2) I am systematically seeking out those areas where I am most deficient and am seeking means to bypass, exploit, or otherwise mitigate or account for those deficiencies. I have had setbacks and failures across the board, but I do not allow them to stop me. I have had a total collapse of my professional, personal, social, and romantic lives/livelihoods on more than one occassion, and in each instance I've "dusted myself off and picked back up again" as it were. I'm currently working on how to rebuild my social life (as it is utterly lacking) but I suspect that once my fiscal situation becomes stabilized at the newly higher point I'll have more attentional reserves available to dedicate to this. Another area I am constantly lacking in since my teen years is my physical excellence and dietary habits. I don't have the cognitive/attentional reserves to address the exercise regimen just yet, but that's coming. The diet I also am working on; exposing myself to new foods and food combinations in order to expand my pallatte (as an autist this is an exceptional challenge for me in ways that are non-obvious.)

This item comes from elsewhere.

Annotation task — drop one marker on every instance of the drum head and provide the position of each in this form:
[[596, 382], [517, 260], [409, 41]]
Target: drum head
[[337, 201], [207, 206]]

None of these things are, to be quite frank, particularly pleasant. I typically can't stand people for example; and though I have been told time and again I make an "excellent" host/guest/conversationalist/party-goer... it's physically exhausting to me (this is related to cognitive deficiencies on my part; I am unable to 'filter' out things and must consciously assign attentional levels to all things around me -- try staying perfectly alert in complex settings for, say, an hour or two and you'll get why being around groups of people is exhausting to me.). Despite this I have raised that as a priority on my regimen because being able to cause compliance in people without their perceiving it as duress is useful. This is also why I've been teaching myself how to code; and why I also pay attention to any manner of topics.

I could keep going down the list, but that about summarizes it.

Comment author: RichardKennaway 25 April 2012 09:05:33AM 0 points [-]

Sounds like the right track.

To answer your earlier question:

So then you reject altogether the core premise of the article, which also stated; "Actively want to be happier. Motivation and investment matter."

Pretty much. I'd rather do what I want than pursue fuzzies. The cake is a lie.

Comment author: Zaine 25 April 2012 03:57:34AM *  0 points [-]

Have you read Mountains Beyond Mountains by Tracy Kidder? It's a non-fiction book recording the story of Dr. Paul Farmer, a tremendously benevolent epidemiologist that shares your worldview, does all he can to medically assist the poor (specifically, the Haitian poor), and still cannot meet the standards he sets himself. However, Kidder's depictions of Farmer's personality portray him as a happy man. Perhaps the book will be of some help, if you indeed have not yet read it.

Comment author: Logos01 25 April 2012 06:30:39AM 0 points [-]

However, Kidder's depictions of Farmer's personality portray him as a happy man. Perhaps the book will be of some help, if you indeed have not yet read it.

I'm quite certain that the vast majority of people who ever encountered me in meatspace would make the mistake of thinking that I am a happy person. I laugh, I smile, I go through all of the motions. I am upbeat and concerned with the wellbeing of others. I am patient to a fault, and nigh unto never show any signs of any kind of being foul-mannered or intemperate.

Those who know me when I am ... myself -- know a very different person. They are few.